When right-clicking the LBLOINC cell, a RESTful web service (delivered by the US National Library of Medicine) is triggered, popping up a window in our favorite browser, delivering even more information:
One could also submit the LOINC code to the UMLS RESTful web services to find relationships of this test with other tests, diagnoses for diseases (e.g. ICD-10) and much much more, thus building "networks of information and knowledge".
Can you do this with CDISC-CT for LBTESTCD? No way!
We are currently working on an application to generate and display such "networks of information and knowledge" and will later add it to the "Smart Dataset-XML Viewer".
Essentially, when looking at this, it means that when the LOINC code is provided, LBTESTCD, LBTEST, LBSPEC and a number of other SDTM-LB variables are completely unnecessary, as a the LOINC code already contains this information, but even in a better structured and consistent way.

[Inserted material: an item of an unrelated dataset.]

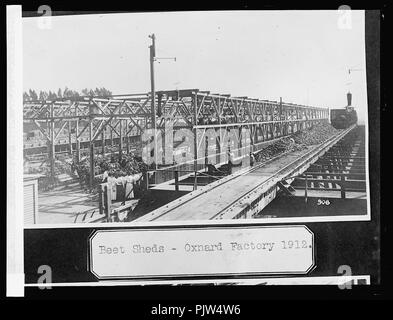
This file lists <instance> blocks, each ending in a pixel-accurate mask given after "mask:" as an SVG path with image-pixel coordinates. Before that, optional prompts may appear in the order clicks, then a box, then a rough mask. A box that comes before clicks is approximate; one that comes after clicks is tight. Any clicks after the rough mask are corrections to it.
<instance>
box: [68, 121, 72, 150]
mask: <svg viewBox="0 0 393 320" xmlns="http://www.w3.org/2000/svg"><path fill="white" fill-rule="evenodd" d="M71 131H72V127H71V121H68V153H69V154H70V155H72V136H71Z"/></svg>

However, the SDTM-IG still forces us to perform the tedious mappings to these (in this case unnecessary) variables. What a waste of time!
So it is really time to rethink the SDTM-LB domain for the case that the LOINC code is available (which will be the case for 95% of the data within the next few years). A first proposal has already been published, which can serve as a discussion start point for a better (or new) SDTM-LB domain.
Conclusions
Mapping from a LOINC code to CDISC controlled terminology can be very challenging. This not only applies to mapping starting from LOINC coding, but also to local lab codes. These problems are not due to the LOINC code system itself, but due to the SDTM controlled terminology being unable to uniquely describe lab tests, and the "reinvention of the wheel" of lab test codes by CDISC.
"In 5 years from now, everything will be e-Source in clinical research" is a statement I often hear. It also means that all our lab tests will be transmitted using LOINC coding. Instead of trying to map these to CDISC-SDTM, which is very tedious, we better should rethink SDTM and especially the LB domain and the controlled terminology for it. A first proposal for an "LB domain for use with electronic health record data" was already published. It can be used as a starting point for a discussion about a better SDTM domain and considerably better SDTM controlled terminology.
P.S. Special thanks to Thierry Lambert for pointing me to a few errors that have now been corrected.